Critics for years have said Oregon’s unique public defense system is in crisis, with far too few attorneys to represent defendants who cannot afford an attorney to represent them. A report by the American Bar Association released in January found that Oregon has only 31% of the public defenders it needs stating. “At current caseloads, OPDS simply is unable to adequately represent individuals in adult criminal and juvenile cases.” 

According to the report the state is short more than 1,200 attorneys and would need all 592 current public defense lawyers to devote at least 26 hours a day and represent 156 cases a year in order to provide effective assistance.

Singer was brought in to solve the problem, and he said his ouster would make low-income people charged with a crime, who disproportionately are people of color, suffer the consequences.

“In the end, I’m not the loser. You’re not the losers. The chief justice isn’t the loser. The court system isn’t the loser. The real losers here are the clients,” Singer said.

He said Walters had suggested he recruit volunteers, civil lawyers, retired lawyers, retired judges and third- and fourth-year law students to address the backlog of unrepresented defendants. Singer said he refused.

“It’s an extraordinarily reprehensible and unethical way to treat poor people charged with crimes,” he told the commission. “They are not people to be experimented on.”

”Even a misdemeanor criminal case can have significant consequences for the client and can result in deportation,” he said. “It has implications for housing, for jobs, for education, access to loans.”

One of the commissioners who voted against firing Singer was Jennifer Parrish Taylor, a Black woman who is with the Urban League of Portland.
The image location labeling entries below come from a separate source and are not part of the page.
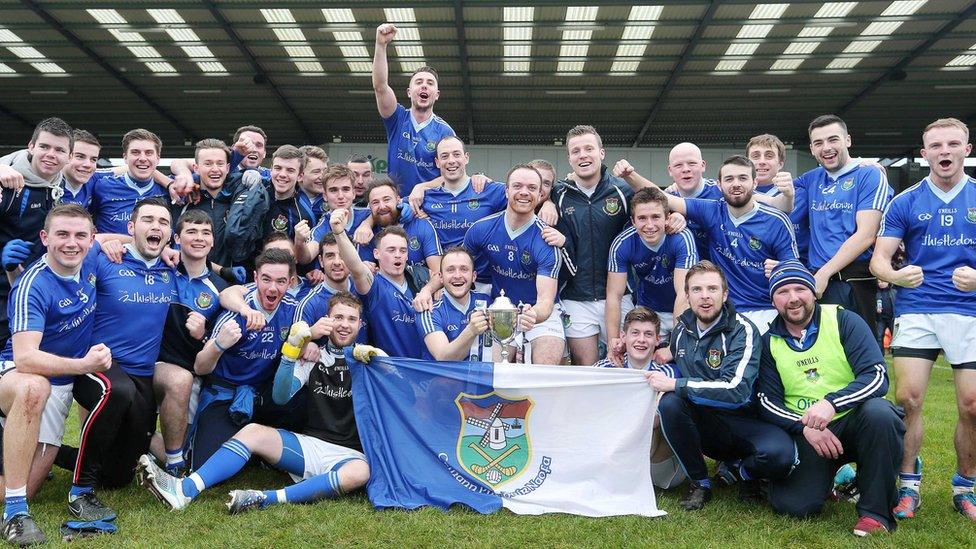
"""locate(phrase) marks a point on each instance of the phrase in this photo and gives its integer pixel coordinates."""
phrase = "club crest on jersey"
(280, 223)
(204, 300)
(714, 359)
(493, 439)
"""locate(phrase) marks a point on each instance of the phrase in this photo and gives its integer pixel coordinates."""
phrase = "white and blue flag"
(532, 439)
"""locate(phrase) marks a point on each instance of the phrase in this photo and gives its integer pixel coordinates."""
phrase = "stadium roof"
(714, 73)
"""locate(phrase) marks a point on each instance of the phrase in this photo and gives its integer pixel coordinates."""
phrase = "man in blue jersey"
(411, 134)
(845, 201)
(80, 168)
(768, 153)
(51, 308)
(659, 261)
(177, 389)
(133, 300)
(935, 302)
(592, 208)
(424, 248)
(113, 196)
(32, 183)
(708, 411)
(362, 170)
(743, 234)
(339, 195)
(387, 299)
(687, 170)
(639, 337)
(238, 360)
(513, 245)
(325, 458)
(454, 328)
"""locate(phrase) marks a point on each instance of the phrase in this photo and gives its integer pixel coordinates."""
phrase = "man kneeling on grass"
(326, 459)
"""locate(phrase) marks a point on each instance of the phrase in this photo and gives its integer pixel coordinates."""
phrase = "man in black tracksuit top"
(708, 411)
(592, 212)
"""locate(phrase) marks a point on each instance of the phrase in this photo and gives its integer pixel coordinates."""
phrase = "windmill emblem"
(493, 444)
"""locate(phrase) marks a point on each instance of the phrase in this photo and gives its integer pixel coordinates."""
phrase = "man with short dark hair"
(325, 459)
(411, 134)
(823, 379)
(708, 410)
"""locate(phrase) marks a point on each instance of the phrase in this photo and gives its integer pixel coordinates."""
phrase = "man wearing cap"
(823, 379)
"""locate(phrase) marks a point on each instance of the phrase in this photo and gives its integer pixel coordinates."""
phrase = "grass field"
(353, 522)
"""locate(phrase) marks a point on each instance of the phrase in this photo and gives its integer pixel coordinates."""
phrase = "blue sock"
(962, 484)
(15, 502)
(79, 490)
(316, 488)
(230, 458)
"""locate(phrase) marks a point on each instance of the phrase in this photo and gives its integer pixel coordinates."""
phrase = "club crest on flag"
(493, 439)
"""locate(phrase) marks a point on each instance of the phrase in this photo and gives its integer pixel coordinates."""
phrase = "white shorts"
(55, 411)
(762, 318)
(552, 326)
(588, 318)
(955, 334)
(483, 287)
(191, 412)
(321, 456)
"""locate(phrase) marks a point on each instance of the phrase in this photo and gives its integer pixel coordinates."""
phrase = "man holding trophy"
(524, 268)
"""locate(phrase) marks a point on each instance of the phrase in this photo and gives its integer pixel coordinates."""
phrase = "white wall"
(495, 160)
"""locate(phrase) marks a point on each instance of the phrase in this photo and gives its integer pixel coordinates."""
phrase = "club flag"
(532, 439)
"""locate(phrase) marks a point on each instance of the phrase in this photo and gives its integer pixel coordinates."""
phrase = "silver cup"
(503, 321)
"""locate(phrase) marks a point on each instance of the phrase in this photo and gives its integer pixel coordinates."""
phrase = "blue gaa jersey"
(653, 266)
(422, 243)
(254, 358)
(323, 228)
(800, 216)
(311, 205)
(389, 313)
(741, 247)
(451, 317)
(708, 190)
(411, 148)
(113, 197)
(133, 300)
(80, 196)
(62, 309)
(834, 202)
(514, 258)
(453, 212)
(939, 232)
(315, 305)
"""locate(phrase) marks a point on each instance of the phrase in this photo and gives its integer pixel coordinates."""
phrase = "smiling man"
(935, 300)
(238, 361)
(708, 411)
(133, 300)
(411, 134)
(113, 196)
(846, 200)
She had recommended that an investigation be conducted into Singer’s conduct and effectiveness, and said firing him amounted to a lack of due process since he wasn’t able to bring witnesses before the panel and almost half of its members are new and unfamiliar with the situation.

She compared Singer’s predicament to low-income defendants who aren’t afforded due process because the court system can’t find attorneys to represent them.

Oregon’s public defender system is the only one in the nation that relies entirely on contractors: Large nonprofit defense firms, smaller cooperating groups of private defense attorneys that contract for cases and independent attorneys who can take cases at will.

Some firms and private attorneys are periodically refusing to take new cases because of the workload. Poor pay rates and late payments from the state are also a disincentive.

Singer, appearing before the commission via video link, appealed to the new commission to allow him to keep his job and said Walters — an ex-officio permanent, non-voting member of the commission — was threatening the independence of the commission by firing the commission and appointing a new one to do her bidding.

“The commission and its employees, including myself, is supposed to be independent from the judiciary,” Singer said.

Criminal defendants in Oregon who have gone without legal representation due to a shortage of public defenders filed a lawsuit in May that alleges the state is violating their constitutional right to legal counsel and a speedy trial.

Walters said her personality conflicts with Singer had nothing to do with her actions this week.

“We need to advance the next phase of our work to create the systemic changes and immediate support for those serving and those in need of public defense services in Oregon,” she told the commission on Wednesday.

“I know that emotions are still running high for some,” Walters said. “And there have been accusations and suggestions that personality conflicts were what drove my decision. That’s counterproductive and needs to stop.”